私のトレッキング記録「ヤマログ」の電子版です。主として山歩きの情報や感じたことを書いています。山に登れない時はなにを書こうかな・・・。

<承前>

8/23 最終日 農鳥小屋-農鳥岳-奈良田 そして帰還

昨日の夕方降り始めた雨(結構ひどかった)は、偏屈親父の予言通り未明には上がっていた。

なるほど、このあたりの天候を知悉しているところなどはさすがである。

人により好き嫌いはあるだろうが、農鳥小屋親父の流儀は独特である。

昨晩は、午後18:30約8名の小屋客が登山談義で盛り上がっている最中、いきなり消灯ラッパ(口で)を吹き、強制的に明かりを消した。
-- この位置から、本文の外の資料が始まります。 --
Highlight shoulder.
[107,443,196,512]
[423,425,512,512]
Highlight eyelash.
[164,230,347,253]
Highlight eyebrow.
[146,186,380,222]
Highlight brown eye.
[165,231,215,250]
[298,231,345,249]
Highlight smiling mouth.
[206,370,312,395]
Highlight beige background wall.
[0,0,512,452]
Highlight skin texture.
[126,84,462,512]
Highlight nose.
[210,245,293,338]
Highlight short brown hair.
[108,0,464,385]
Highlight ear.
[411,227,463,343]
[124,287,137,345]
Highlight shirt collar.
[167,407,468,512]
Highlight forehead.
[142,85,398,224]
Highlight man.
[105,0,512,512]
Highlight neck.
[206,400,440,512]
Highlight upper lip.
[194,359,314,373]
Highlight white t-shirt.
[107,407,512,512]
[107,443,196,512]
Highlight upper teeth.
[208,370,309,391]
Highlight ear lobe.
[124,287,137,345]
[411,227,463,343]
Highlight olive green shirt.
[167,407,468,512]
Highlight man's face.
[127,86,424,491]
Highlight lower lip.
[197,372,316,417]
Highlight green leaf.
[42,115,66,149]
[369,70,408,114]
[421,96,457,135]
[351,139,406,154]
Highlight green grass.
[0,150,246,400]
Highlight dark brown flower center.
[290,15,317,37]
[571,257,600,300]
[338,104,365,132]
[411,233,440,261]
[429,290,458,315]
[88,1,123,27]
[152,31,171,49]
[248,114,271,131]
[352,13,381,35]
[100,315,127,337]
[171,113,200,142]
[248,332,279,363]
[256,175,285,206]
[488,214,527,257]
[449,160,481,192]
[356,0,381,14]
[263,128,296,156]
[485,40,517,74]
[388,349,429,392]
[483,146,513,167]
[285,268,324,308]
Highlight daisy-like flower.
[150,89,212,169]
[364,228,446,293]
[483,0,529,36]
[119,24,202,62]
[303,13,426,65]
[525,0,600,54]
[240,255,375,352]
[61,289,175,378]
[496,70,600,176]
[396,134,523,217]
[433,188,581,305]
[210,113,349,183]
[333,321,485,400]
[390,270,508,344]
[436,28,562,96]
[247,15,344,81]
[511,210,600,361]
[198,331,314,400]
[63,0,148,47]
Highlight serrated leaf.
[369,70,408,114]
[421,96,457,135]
(・・・さすがにまだ寝れるはずないだろ!)

03:30 就寝のリズムが狂ったままの未明、またもや(軍隊式の)起床ラッパにより強制的に起こされる。

04:00から朝食だと言う。当然辺りは真っ暗である。そしてヘッドライトを点け朝食会場へ。

味噌汁に卵を添えたなかなかの朝食が終わったのが04:30。もうすることがない。

 

04:40 予定より大分早いが、縦走最後の山である農鳥岳に向かうことにする。外は暗いが天候は良さそうだ。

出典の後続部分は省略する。